## PLEASE REUTURN THIS SHEET ALONG WITH ALL THE SHEETS YOU WERE GIVEN

| SURNAME |      |  |
|---------|------|--|
| FIRST   | NAME |  |

1) (POINTS 24/40) Consider the following snippet of code running on 4-ways out-of-order superscalar processor. Initially, all registers contain zero.

lab1: LW R2,0(R1)
ADDI R2,R2,1
MUL R4,R2,R2
SW R4,0(R1)
ADDI R1,R1,4
BNE R2,R0,lab1

## Working hypothesis:

- \* the fetch, decode and commit stages are 4 instructions wide
- \* the instruction window has 18 slots
- \* we have 8 physical registers in the free pool
- \* the reorder buffer has unlimited size
- \* the integer multiplier has 4 stages
- \* the load/store queues have 3 slots each and a common effective-address calculation unit
- \* there are 4 ALUs for arithmetic and logic operations and for branching
- \* an ALU performs its operation in the same cycle when the operation is issued
- \* reads require 1 clock cycle (after the addressing phase)
- \* the register file has 4 input- and 4 output-ports
- \* there are 9 logical registers (including R0 which is hardwired to 0)
- \* the store operation leaves the issue stage as it is inserted in the store queue

In order to calculate the total cycles needed to execute 3 iterations of the above loop on such machine, complete the following chart until the end of the third iteration of the code fragment above, including the renamed stream the precise evolution of the free pool of the physical registers (the register map), the Instruction Window, the Reorder Buffer (ROB) and the Load Queue (LQ) and Store Queue (SQ). Calculate the total cycles needed to execute three iterations of the above loop on such machine.

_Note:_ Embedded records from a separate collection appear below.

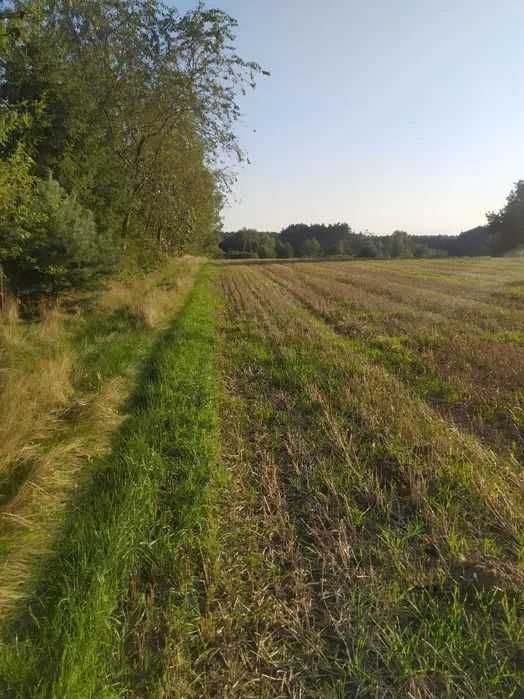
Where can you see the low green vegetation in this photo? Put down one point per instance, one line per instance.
(316, 490)
(139, 507)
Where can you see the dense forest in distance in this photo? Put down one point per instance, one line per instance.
(502, 235)
(116, 137)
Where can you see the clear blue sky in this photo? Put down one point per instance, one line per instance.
(385, 114)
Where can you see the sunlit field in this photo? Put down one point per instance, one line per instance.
(318, 492)
(376, 439)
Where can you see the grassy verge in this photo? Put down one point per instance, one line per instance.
(63, 646)
(64, 382)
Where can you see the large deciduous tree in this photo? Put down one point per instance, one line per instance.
(131, 106)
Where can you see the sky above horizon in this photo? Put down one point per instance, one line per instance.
(386, 115)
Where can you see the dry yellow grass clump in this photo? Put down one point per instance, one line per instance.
(153, 297)
(51, 428)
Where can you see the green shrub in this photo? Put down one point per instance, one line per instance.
(58, 250)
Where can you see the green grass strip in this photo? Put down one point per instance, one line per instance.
(64, 647)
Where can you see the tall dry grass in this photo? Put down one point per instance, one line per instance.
(50, 430)
(153, 297)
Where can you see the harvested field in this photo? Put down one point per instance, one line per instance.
(319, 493)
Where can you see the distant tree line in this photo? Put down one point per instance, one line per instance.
(116, 133)
(503, 235)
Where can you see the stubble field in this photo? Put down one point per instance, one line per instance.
(319, 493)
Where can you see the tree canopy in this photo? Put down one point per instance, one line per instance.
(130, 106)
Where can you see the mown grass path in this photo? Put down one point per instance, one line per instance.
(283, 515)
(166, 451)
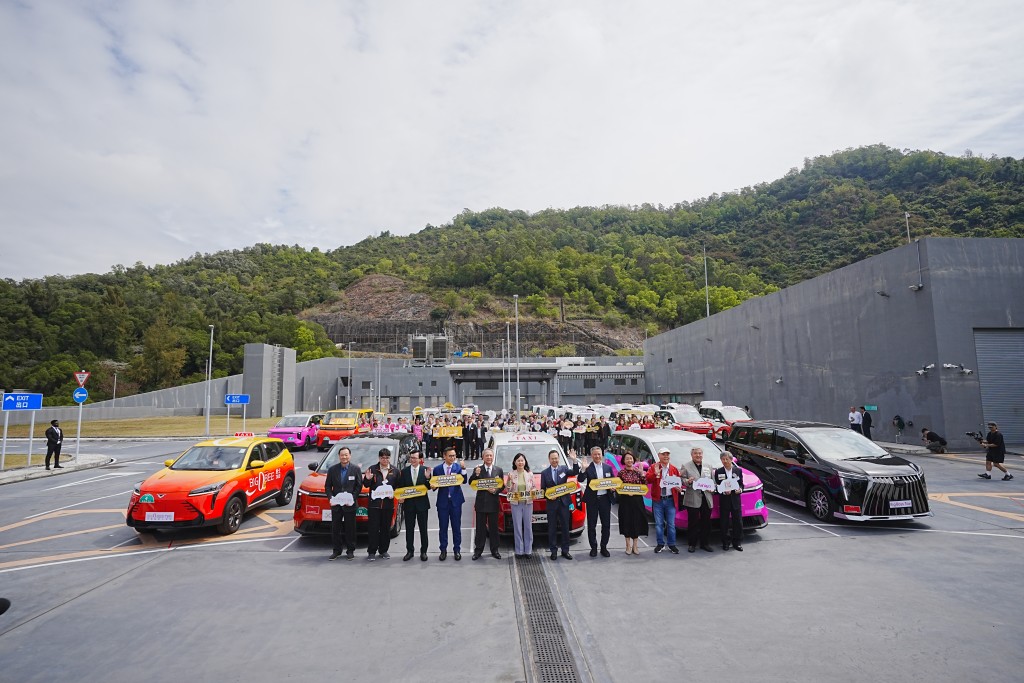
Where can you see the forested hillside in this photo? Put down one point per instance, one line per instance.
(625, 265)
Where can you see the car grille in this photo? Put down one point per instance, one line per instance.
(882, 491)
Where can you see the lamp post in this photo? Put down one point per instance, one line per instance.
(209, 377)
(518, 394)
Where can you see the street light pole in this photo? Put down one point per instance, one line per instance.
(518, 390)
(209, 378)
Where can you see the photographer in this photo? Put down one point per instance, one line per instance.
(995, 452)
(934, 442)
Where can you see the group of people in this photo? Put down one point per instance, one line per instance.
(668, 485)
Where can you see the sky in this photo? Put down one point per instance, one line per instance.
(150, 131)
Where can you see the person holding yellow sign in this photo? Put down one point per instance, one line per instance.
(632, 518)
(598, 502)
(486, 503)
(519, 484)
(558, 508)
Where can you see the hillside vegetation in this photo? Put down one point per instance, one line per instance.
(637, 266)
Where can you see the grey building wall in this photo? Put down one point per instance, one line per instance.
(853, 337)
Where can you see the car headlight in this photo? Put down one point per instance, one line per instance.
(209, 488)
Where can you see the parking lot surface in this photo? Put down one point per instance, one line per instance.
(932, 600)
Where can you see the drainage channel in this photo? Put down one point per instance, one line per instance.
(549, 658)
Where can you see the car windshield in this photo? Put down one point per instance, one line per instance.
(681, 451)
(213, 458)
(838, 443)
(293, 421)
(342, 418)
(731, 413)
(537, 455)
(364, 455)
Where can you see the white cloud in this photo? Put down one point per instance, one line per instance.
(150, 131)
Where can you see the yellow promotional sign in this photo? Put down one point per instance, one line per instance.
(494, 483)
(632, 488)
(603, 484)
(569, 486)
(441, 480)
(410, 492)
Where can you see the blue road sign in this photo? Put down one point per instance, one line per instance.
(23, 401)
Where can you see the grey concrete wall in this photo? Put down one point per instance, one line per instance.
(835, 341)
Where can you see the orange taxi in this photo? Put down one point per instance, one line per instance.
(213, 483)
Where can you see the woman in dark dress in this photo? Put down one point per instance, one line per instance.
(632, 518)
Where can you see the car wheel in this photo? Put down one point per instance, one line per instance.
(231, 520)
(820, 504)
(287, 488)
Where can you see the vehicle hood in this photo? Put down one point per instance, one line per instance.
(167, 480)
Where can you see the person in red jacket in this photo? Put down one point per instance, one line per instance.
(664, 480)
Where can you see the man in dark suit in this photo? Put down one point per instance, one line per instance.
(558, 509)
(729, 506)
(380, 511)
(486, 505)
(415, 509)
(450, 500)
(343, 477)
(54, 437)
(598, 502)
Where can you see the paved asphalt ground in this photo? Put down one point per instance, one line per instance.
(934, 600)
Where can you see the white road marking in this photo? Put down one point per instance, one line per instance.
(73, 505)
(100, 477)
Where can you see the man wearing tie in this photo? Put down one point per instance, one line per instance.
(730, 509)
(450, 500)
(697, 503)
(54, 437)
(415, 509)
(343, 477)
(598, 502)
(486, 506)
(558, 509)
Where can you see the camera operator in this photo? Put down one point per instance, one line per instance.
(995, 452)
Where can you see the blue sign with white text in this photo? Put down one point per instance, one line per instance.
(23, 401)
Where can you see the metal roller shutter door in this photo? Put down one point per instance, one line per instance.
(1000, 374)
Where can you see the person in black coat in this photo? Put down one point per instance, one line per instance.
(729, 503)
(415, 509)
(54, 437)
(343, 477)
(380, 510)
(486, 506)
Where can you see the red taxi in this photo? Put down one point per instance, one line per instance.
(536, 446)
(312, 507)
(214, 483)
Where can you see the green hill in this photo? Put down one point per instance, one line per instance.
(638, 266)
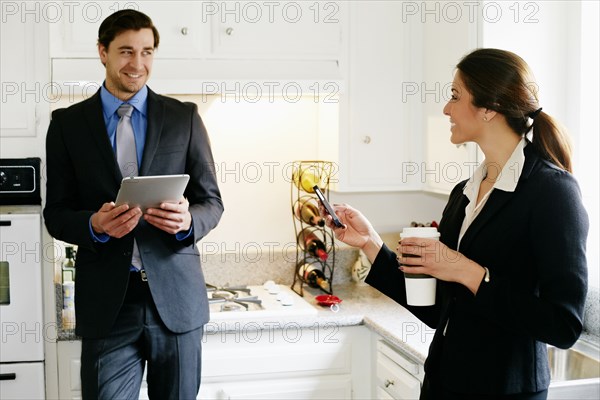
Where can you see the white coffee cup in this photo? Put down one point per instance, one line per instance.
(420, 288)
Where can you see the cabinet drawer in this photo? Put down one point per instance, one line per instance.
(277, 353)
(394, 380)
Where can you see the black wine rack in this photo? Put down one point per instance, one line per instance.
(306, 174)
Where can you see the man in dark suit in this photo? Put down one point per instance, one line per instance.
(140, 291)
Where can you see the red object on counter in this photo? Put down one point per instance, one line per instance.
(327, 299)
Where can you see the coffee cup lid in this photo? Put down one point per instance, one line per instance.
(421, 231)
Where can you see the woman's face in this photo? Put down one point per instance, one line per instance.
(465, 119)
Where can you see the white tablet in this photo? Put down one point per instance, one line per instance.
(149, 191)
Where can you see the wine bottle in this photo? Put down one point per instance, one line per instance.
(68, 265)
(314, 277)
(313, 244)
(306, 210)
(306, 180)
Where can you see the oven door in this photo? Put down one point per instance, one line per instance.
(21, 321)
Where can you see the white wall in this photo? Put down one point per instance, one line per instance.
(560, 41)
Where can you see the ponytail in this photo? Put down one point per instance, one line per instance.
(500, 80)
(551, 141)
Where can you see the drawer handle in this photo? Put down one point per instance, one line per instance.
(8, 377)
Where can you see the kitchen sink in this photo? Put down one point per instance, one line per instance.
(575, 372)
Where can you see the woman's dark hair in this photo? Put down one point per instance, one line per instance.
(502, 81)
(122, 21)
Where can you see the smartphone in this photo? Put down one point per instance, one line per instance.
(328, 208)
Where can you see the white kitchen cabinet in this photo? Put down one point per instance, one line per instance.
(397, 375)
(210, 47)
(453, 33)
(22, 381)
(319, 362)
(326, 361)
(69, 367)
(372, 133)
(24, 77)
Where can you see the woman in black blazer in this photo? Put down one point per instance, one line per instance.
(510, 264)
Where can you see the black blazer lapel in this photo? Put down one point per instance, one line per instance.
(97, 128)
(156, 116)
(453, 215)
(498, 199)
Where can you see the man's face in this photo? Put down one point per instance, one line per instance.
(128, 61)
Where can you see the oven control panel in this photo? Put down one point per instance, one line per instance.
(20, 181)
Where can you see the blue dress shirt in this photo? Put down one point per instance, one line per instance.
(139, 122)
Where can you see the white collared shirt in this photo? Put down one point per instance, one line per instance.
(507, 181)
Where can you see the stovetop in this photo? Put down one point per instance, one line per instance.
(268, 300)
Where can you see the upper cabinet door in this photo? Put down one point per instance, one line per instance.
(277, 30)
(26, 89)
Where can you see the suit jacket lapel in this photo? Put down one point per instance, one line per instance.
(498, 199)
(97, 129)
(155, 124)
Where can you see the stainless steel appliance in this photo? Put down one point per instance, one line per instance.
(21, 316)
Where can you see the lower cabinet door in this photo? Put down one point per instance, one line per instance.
(394, 380)
(318, 387)
(22, 381)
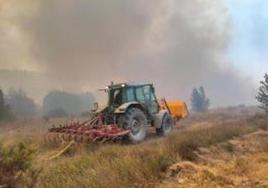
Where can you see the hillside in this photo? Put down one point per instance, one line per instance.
(207, 150)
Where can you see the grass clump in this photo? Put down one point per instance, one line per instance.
(187, 142)
(16, 166)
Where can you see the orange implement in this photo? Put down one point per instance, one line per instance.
(178, 109)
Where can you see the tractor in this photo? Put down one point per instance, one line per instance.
(130, 111)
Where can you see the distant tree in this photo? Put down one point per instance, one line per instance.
(200, 102)
(57, 112)
(20, 104)
(5, 113)
(61, 103)
(262, 96)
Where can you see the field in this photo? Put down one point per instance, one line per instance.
(220, 148)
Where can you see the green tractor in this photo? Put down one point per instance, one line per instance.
(135, 107)
(131, 109)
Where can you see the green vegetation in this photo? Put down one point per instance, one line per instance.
(59, 103)
(262, 96)
(5, 112)
(200, 102)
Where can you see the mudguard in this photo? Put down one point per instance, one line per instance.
(123, 108)
(158, 118)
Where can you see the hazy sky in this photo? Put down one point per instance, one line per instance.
(79, 45)
(249, 45)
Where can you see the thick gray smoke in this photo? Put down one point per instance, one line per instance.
(83, 45)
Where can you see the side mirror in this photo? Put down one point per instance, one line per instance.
(95, 107)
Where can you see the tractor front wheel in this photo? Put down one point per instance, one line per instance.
(166, 127)
(134, 120)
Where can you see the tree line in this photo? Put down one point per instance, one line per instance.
(59, 103)
(17, 104)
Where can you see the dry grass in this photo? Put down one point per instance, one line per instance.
(143, 165)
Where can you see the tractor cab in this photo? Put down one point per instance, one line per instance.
(120, 94)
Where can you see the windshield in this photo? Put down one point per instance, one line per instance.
(116, 97)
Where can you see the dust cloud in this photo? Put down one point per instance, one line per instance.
(79, 45)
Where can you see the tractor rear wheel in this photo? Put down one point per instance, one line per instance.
(166, 127)
(134, 120)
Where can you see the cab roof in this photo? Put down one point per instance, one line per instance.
(120, 85)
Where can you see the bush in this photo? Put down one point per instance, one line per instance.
(5, 112)
(200, 102)
(262, 96)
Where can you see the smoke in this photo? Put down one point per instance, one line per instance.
(83, 45)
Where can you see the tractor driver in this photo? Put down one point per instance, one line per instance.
(118, 97)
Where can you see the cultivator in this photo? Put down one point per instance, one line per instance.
(90, 131)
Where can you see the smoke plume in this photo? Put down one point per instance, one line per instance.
(83, 45)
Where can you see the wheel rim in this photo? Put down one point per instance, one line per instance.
(135, 126)
(168, 124)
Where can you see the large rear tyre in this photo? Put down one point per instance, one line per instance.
(166, 127)
(135, 120)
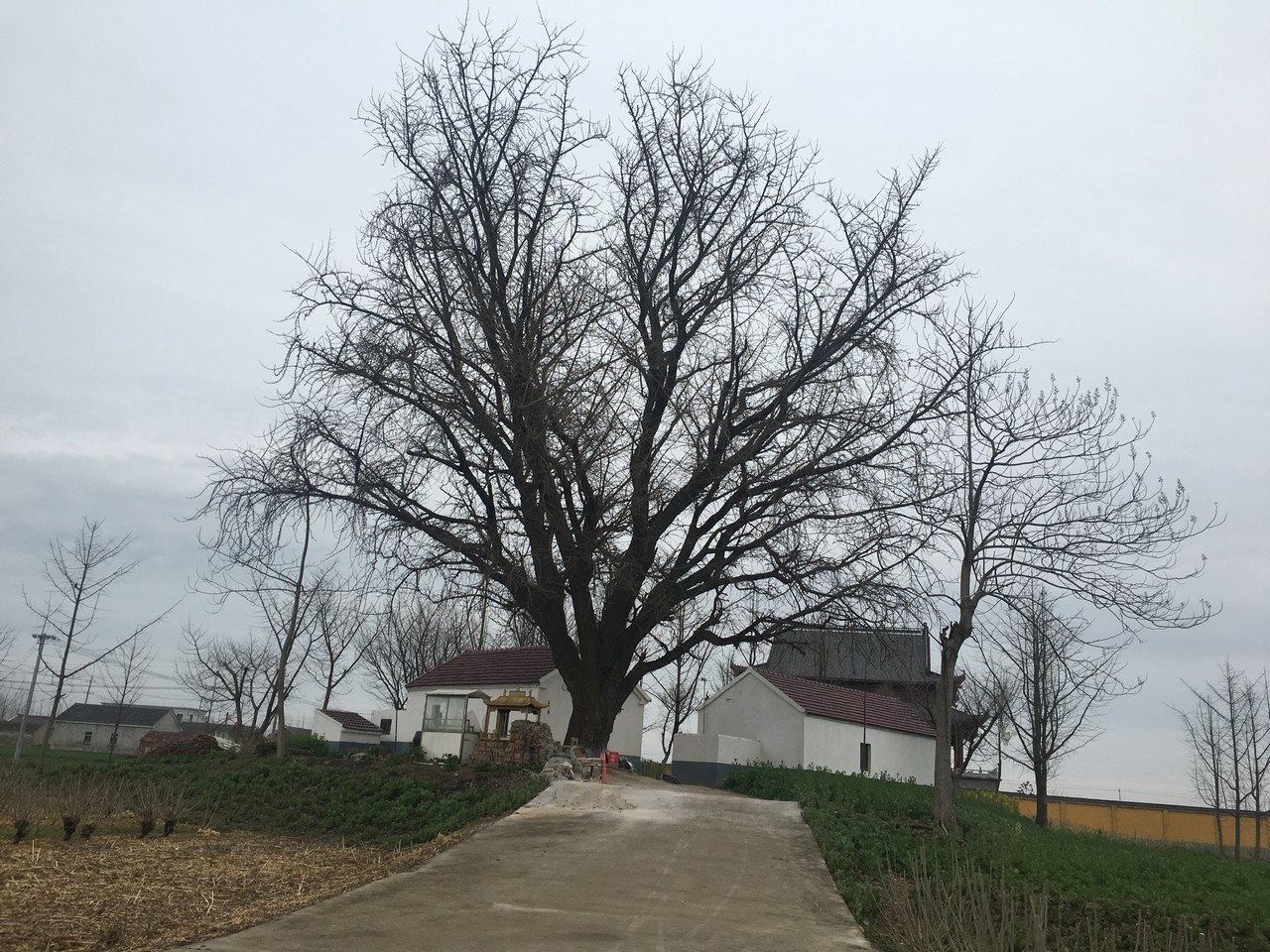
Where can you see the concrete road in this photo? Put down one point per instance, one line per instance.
(635, 865)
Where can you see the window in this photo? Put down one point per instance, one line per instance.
(444, 712)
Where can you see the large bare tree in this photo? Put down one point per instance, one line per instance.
(79, 575)
(1043, 486)
(608, 370)
(1056, 676)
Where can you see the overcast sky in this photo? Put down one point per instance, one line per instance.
(1102, 169)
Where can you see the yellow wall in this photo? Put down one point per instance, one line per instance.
(1174, 824)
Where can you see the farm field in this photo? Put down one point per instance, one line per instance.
(254, 838)
(1003, 884)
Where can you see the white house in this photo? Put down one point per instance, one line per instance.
(344, 730)
(85, 726)
(802, 722)
(447, 705)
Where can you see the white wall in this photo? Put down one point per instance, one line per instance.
(751, 707)
(715, 749)
(835, 746)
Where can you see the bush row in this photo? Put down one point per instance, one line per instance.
(1087, 892)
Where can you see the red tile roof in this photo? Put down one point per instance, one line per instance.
(474, 669)
(851, 705)
(352, 721)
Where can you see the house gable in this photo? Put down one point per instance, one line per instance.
(479, 669)
(848, 705)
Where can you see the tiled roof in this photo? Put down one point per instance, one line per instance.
(837, 703)
(352, 721)
(131, 715)
(474, 669)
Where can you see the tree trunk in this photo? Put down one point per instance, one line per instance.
(594, 708)
(944, 811)
(1042, 774)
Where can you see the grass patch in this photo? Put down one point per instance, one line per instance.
(390, 800)
(876, 838)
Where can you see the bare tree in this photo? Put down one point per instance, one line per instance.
(264, 552)
(606, 394)
(123, 675)
(1206, 739)
(980, 707)
(1057, 678)
(79, 575)
(413, 636)
(10, 696)
(1256, 725)
(236, 675)
(680, 688)
(1228, 733)
(340, 622)
(1046, 486)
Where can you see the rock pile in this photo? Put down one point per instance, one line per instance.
(527, 743)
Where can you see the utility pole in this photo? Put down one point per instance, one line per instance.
(31, 692)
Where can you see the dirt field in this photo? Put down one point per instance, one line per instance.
(119, 892)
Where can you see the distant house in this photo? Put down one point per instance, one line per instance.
(91, 726)
(883, 660)
(802, 722)
(345, 730)
(447, 705)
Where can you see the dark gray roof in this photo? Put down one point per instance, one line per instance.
(132, 715)
(860, 654)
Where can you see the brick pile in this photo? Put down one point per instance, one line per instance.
(530, 743)
(169, 743)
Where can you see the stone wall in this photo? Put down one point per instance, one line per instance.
(530, 743)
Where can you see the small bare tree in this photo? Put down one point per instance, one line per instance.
(125, 671)
(411, 638)
(1228, 734)
(1040, 486)
(236, 675)
(1206, 739)
(340, 622)
(1058, 678)
(264, 551)
(79, 575)
(680, 688)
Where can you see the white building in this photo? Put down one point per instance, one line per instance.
(345, 730)
(801, 722)
(447, 705)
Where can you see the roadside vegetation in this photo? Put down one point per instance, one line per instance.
(1003, 884)
(385, 800)
(153, 853)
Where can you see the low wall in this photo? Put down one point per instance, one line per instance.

2) (POINTS 8/40) Consider a bus-based multicore that support a) MSI or b) MESI cache coherence protocol. The cost of a read/write operation is 1 cycle, the cost of a BusRd transaction is 90 cycles; all caches are write-back, write-allocate and initially empty. For the MSI protocol the BusUpgr is not used. The cost of a BusUpgr is 60 cycles. Evaluate the total cost of executing the following streams in the cases a and b:

Stream1: R1, W1, R1, W1, R2, W2, R2, W2, R3, W3, R3, W3

Stream2: R1, R2, R3, W1, W2, S3, R1, R2, R3, W3, W1

Stream3: R1, R2, R3, R3, W1, W1, W1, W1, W2, S3

- 3) (POINTS 8/40) The following code runs on a multicore that does not impose any ordering of the memory operations. However, the machine provides a FENCE instruction that, if inserted in a code, prevents issuing memory operations that come after the fence before the memory operations that are before the fence are globally performed. For simplicity, assume that lock and unlock instructions behave like acquire and release respectively by performing a single memory operation.
  - a) Insert FENCE instructions as appropriate to ensure sequential consistency;
  - b) Insert FENCE instructions as appropriate to ensure processor consistency;
  - c) Insert FENCE instructions as appropriate to ensure weak ordering;

Lock1

Load A

Store B

Unlock1

Load C

Store D

Lock2

Load E

Store F

Unlock2